Примадонна вздохнула еще более безысходно. Будь мы в театре, ее услышали бы на самой галерке. Даже крысы разбежались по углам, столько театрального отчаяния и тяжкой решимости прозвучало в этом вздохе.
– Нужно немедленно связаться с Майкрофтом Холмсом и сообщить, что нам как можно скорее требуется его брат Шерлок для осмотра места преступления. – Ирен обвела взглядом пещеру, беззвучно кричащую о недавно свершившемся насилии: – И самое обидное, что мистер Холмс наверняка отругает нас за беспорядок, который мы устроили здесь вместе с крысами.
Глава тридцать шестая
Наконец-то одна
Затем пьяницы… задрав голову, вливали себе в рот чистую жидкость, распространявшую сладковатый, слегка наркотический запах… затем они вытирали рукавом волосатые рты…

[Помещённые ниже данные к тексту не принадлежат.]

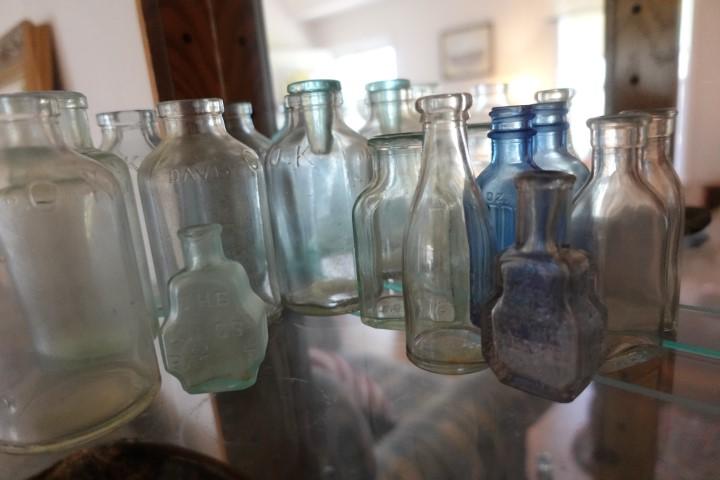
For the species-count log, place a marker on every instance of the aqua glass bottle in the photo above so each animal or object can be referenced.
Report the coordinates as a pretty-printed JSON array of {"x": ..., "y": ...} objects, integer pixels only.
[
  {"x": 75, "y": 129},
  {"x": 216, "y": 333},
  {"x": 200, "y": 174},
  {"x": 622, "y": 224},
  {"x": 511, "y": 137},
  {"x": 549, "y": 148},
  {"x": 380, "y": 216},
  {"x": 238, "y": 120},
  {"x": 545, "y": 335},
  {"x": 391, "y": 108},
  {"x": 76, "y": 346},
  {"x": 315, "y": 174},
  {"x": 132, "y": 135},
  {"x": 448, "y": 252}
]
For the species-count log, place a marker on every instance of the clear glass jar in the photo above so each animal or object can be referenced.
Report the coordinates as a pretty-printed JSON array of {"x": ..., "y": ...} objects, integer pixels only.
[
  {"x": 657, "y": 169},
  {"x": 216, "y": 333},
  {"x": 75, "y": 129},
  {"x": 391, "y": 108},
  {"x": 200, "y": 174},
  {"x": 132, "y": 135},
  {"x": 546, "y": 332},
  {"x": 511, "y": 138},
  {"x": 487, "y": 97},
  {"x": 549, "y": 148},
  {"x": 622, "y": 224},
  {"x": 238, "y": 119},
  {"x": 380, "y": 216},
  {"x": 76, "y": 346},
  {"x": 449, "y": 252},
  {"x": 315, "y": 174}
]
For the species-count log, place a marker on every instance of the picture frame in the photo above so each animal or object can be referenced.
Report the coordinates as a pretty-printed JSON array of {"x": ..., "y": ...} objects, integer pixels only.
[{"x": 467, "y": 52}]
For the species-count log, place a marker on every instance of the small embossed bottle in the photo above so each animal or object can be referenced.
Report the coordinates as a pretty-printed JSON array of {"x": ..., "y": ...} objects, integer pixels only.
[
  {"x": 216, "y": 333},
  {"x": 511, "y": 137},
  {"x": 200, "y": 174}
]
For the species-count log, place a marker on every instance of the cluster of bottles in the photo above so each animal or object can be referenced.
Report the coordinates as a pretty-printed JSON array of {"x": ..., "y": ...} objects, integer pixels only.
[{"x": 201, "y": 235}]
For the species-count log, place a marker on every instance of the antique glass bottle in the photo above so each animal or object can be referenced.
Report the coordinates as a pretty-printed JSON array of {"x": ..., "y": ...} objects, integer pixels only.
[
  {"x": 76, "y": 346},
  {"x": 511, "y": 137},
  {"x": 216, "y": 333},
  {"x": 622, "y": 224},
  {"x": 132, "y": 135},
  {"x": 449, "y": 252},
  {"x": 657, "y": 169},
  {"x": 391, "y": 108},
  {"x": 238, "y": 119},
  {"x": 380, "y": 216},
  {"x": 560, "y": 95},
  {"x": 549, "y": 149},
  {"x": 200, "y": 174},
  {"x": 545, "y": 334},
  {"x": 315, "y": 174}
]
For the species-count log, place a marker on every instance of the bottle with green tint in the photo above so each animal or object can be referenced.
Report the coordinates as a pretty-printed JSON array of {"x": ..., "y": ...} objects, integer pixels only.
[{"x": 216, "y": 333}]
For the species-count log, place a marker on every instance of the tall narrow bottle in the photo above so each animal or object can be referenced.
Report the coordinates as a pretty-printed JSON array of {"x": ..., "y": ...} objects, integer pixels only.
[
  {"x": 238, "y": 118},
  {"x": 315, "y": 174},
  {"x": 391, "y": 109},
  {"x": 200, "y": 174},
  {"x": 511, "y": 137},
  {"x": 622, "y": 224},
  {"x": 449, "y": 251}
]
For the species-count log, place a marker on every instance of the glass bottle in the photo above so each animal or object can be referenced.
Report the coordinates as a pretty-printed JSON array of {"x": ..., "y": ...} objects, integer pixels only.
[
  {"x": 216, "y": 332},
  {"x": 75, "y": 129},
  {"x": 487, "y": 97},
  {"x": 549, "y": 149},
  {"x": 560, "y": 95},
  {"x": 380, "y": 215},
  {"x": 132, "y": 135},
  {"x": 391, "y": 109},
  {"x": 315, "y": 174},
  {"x": 200, "y": 174},
  {"x": 448, "y": 252},
  {"x": 511, "y": 137},
  {"x": 545, "y": 335},
  {"x": 76, "y": 346},
  {"x": 622, "y": 224},
  {"x": 238, "y": 119}
]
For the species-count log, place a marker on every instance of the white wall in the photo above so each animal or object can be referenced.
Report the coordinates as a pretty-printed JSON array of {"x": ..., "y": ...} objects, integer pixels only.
[{"x": 99, "y": 48}]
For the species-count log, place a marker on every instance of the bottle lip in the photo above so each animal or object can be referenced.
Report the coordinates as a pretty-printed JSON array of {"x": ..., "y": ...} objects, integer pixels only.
[
  {"x": 194, "y": 106},
  {"x": 238, "y": 109},
  {"x": 310, "y": 86},
  {"x": 125, "y": 118},
  {"x": 382, "y": 85}
]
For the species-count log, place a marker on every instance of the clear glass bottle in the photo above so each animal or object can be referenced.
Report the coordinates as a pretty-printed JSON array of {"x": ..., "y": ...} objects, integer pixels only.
[
  {"x": 75, "y": 129},
  {"x": 545, "y": 335},
  {"x": 560, "y": 95},
  {"x": 487, "y": 97},
  {"x": 511, "y": 138},
  {"x": 238, "y": 119},
  {"x": 618, "y": 219},
  {"x": 132, "y": 135},
  {"x": 380, "y": 216},
  {"x": 549, "y": 149},
  {"x": 315, "y": 174},
  {"x": 448, "y": 252},
  {"x": 76, "y": 345},
  {"x": 216, "y": 333},
  {"x": 200, "y": 174},
  {"x": 391, "y": 108},
  {"x": 657, "y": 169}
]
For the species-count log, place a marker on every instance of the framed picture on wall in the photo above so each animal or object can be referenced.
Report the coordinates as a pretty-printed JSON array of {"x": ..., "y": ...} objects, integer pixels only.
[{"x": 466, "y": 52}]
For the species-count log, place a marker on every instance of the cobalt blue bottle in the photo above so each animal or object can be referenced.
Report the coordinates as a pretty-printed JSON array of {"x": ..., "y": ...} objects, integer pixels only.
[
  {"x": 511, "y": 137},
  {"x": 550, "y": 150}
]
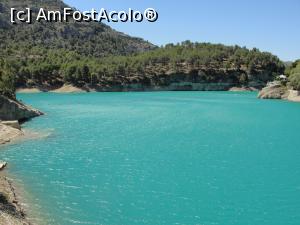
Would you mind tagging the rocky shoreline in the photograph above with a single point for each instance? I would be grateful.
(176, 86)
(11, 210)
(11, 113)
(277, 90)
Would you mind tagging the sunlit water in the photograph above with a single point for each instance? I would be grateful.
(204, 158)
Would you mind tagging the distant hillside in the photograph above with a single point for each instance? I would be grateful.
(89, 39)
(92, 55)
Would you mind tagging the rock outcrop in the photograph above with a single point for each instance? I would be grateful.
(15, 110)
(8, 133)
(273, 90)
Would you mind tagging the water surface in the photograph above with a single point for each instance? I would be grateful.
(203, 158)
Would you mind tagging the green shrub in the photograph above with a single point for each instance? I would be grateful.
(294, 81)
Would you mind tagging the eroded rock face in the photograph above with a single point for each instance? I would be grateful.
(273, 91)
(15, 110)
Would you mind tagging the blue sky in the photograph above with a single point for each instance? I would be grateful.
(270, 25)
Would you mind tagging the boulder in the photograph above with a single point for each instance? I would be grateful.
(3, 165)
(14, 124)
(14, 110)
(274, 90)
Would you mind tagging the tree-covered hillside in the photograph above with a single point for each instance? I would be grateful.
(85, 38)
(92, 55)
(293, 72)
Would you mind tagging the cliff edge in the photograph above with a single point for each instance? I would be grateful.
(14, 110)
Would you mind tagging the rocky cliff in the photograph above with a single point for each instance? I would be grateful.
(15, 110)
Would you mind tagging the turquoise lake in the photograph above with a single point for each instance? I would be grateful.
(205, 158)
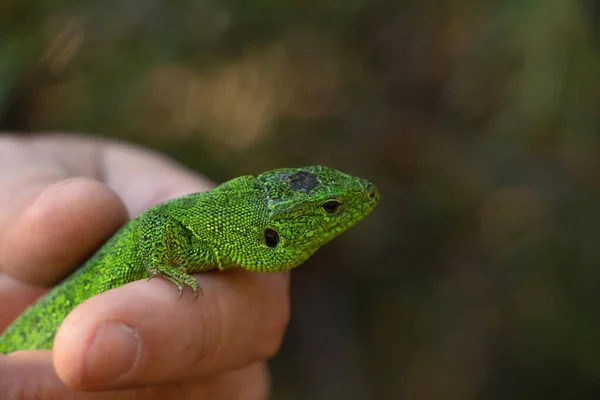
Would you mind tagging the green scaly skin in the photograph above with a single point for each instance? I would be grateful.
(269, 223)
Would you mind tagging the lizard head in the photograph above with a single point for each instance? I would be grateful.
(308, 207)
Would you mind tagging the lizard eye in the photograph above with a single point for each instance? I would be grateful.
(331, 206)
(271, 238)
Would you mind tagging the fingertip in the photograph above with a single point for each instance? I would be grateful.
(66, 223)
(148, 336)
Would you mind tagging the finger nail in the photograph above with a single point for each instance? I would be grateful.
(113, 353)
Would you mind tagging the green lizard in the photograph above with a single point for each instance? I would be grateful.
(269, 223)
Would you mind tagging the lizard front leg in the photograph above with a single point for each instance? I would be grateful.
(168, 249)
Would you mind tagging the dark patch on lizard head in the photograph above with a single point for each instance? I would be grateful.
(302, 180)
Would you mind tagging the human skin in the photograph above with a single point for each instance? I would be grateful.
(61, 197)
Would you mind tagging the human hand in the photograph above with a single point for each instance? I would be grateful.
(61, 197)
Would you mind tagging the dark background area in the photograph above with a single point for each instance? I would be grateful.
(477, 275)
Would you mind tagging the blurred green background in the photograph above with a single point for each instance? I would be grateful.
(477, 275)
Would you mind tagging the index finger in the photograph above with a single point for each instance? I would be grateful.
(65, 195)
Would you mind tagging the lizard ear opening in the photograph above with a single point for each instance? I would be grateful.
(271, 238)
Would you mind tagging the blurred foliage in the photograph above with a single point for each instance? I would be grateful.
(477, 276)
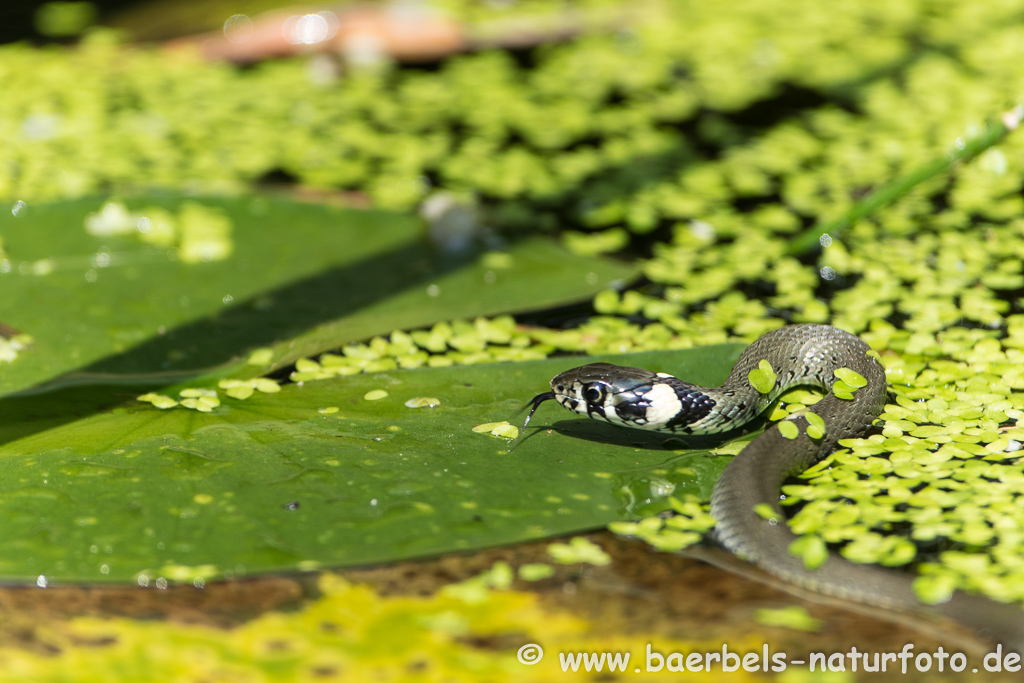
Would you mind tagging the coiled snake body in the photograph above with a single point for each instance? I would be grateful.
(801, 354)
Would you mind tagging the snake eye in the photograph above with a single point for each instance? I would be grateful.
(594, 393)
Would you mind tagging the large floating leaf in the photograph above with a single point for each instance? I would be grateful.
(307, 276)
(272, 482)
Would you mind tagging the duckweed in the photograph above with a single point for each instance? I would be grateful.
(794, 616)
(579, 550)
(763, 377)
(931, 282)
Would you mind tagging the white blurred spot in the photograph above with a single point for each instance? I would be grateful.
(310, 29)
(238, 29)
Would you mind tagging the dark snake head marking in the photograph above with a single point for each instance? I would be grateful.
(630, 396)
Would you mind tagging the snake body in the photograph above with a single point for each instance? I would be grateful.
(800, 354)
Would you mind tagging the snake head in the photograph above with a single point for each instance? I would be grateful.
(615, 393)
(631, 396)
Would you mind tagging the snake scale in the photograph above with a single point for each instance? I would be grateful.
(800, 354)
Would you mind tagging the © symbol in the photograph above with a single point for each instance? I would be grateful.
(529, 653)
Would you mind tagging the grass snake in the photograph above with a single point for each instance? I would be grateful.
(800, 354)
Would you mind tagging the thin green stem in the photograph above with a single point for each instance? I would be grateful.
(823, 233)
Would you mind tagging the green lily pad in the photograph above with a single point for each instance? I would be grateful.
(276, 482)
(298, 278)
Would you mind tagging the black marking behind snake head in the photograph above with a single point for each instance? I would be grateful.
(631, 396)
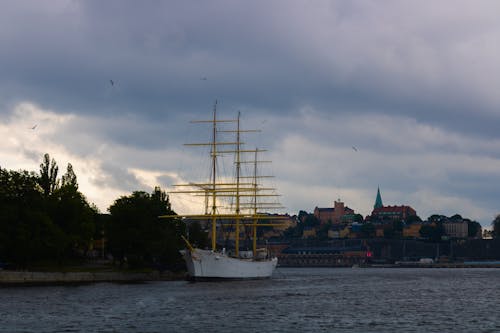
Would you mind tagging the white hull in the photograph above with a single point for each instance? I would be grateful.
(206, 264)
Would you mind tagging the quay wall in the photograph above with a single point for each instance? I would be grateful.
(24, 277)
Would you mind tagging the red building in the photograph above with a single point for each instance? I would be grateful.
(334, 214)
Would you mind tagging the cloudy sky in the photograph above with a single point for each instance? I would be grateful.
(414, 86)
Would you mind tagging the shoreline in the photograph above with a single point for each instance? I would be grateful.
(11, 278)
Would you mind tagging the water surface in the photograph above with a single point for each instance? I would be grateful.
(295, 300)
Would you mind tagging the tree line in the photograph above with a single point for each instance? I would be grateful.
(46, 219)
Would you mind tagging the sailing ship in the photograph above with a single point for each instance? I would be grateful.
(232, 205)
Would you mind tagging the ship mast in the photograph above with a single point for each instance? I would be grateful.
(238, 170)
(214, 178)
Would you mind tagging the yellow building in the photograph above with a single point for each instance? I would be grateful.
(412, 230)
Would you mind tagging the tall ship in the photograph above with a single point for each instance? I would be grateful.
(232, 206)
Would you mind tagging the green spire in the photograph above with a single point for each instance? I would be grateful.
(378, 201)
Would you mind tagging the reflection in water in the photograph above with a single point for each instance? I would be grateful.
(296, 300)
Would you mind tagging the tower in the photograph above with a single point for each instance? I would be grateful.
(378, 201)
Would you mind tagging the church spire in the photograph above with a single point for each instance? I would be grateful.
(378, 201)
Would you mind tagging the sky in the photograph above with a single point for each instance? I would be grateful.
(350, 96)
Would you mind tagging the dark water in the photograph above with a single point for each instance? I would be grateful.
(296, 300)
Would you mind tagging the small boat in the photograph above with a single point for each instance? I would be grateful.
(246, 196)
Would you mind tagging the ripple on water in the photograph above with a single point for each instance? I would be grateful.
(300, 300)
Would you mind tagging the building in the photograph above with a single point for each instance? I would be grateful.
(412, 230)
(456, 229)
(335, 214)
(391, 213)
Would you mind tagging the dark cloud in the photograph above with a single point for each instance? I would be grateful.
(395, 81)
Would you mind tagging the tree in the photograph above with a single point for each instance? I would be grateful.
(474, 228)
(27, 233)
(496, 227)
(69, 178)
(48, 175)
(197, 236)
(137, 234)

Валентин Катаев. Разбитая жизнь, или Волшебный рог ОберонаКто бы мог подумать, что я буду рада снова оказаться в своей темнице. Меня не огорчил даже лязг засова с внешней стороны двери. Только оставшись одна и взаперти, я наконец смогла вздохнуть свободно.
Огонь в камине еле теплился, поэтому я стала подбрасывать щепку за щепкой поверх углей, алеющих, как волчьи глаза во мраке. Постепенно пламя разгорелось и загудело.
Я отправилась к лохани умывальника, которая под утро покрывалась тонкой корочкой льда, намочила в холодной воде полотенце, отжала и обтерла лицо и плечи. Затем я быстро расстегнула крючки на платье, поскорее сбросила принадлежавшие Татьяне вещи и нырнула в мягкий кокон рубашки, которую принес мне Годфри. Мне казалось, я будто обменяла засаленные цыганские тряпки на ангельские перья.
Завернувшись в покрывало, я устроилась в кресле перед камином и пустила свой измученный разум в свободное плавание. Вскоре я задремала. Мне снились волки, которые плясали на задних лапах и играли на скрипке, высунув языки; ужасный слуга Татьяны сорвал лицо, точно маску, и оттуда показались белесые глаза Джеймса Келли; Годфри превратился в старика, который в свою очередь обернулся Шерлоком Холмсом, а я стала птичкой и, взлетев под потолок, пыталась предупредить всех об опасности. Я била крыльями и металась в воздухе, но никто не обращал на меня внимания, и наконец у меня не осталось сил летать…
Тут я проснулась. Языки огня с шумом бились о каменные стены своей темницы, будто стая ворон, стремящаяся вырваться из дымохода. Спустя какое-то время я обнаружила, что за гулом пламени различаю какие-то голоса неподалеку.
Я заправила распущенные волосы за уши, чтобы лучше слышать. Нужно непременно утром заплести косы, чтобы не уподобляться Татьяне. Один из собеседников говорил сдержанным баритоном. Годфри. Другой голос – женский – скакал в диапазоне от контральто до сопрано.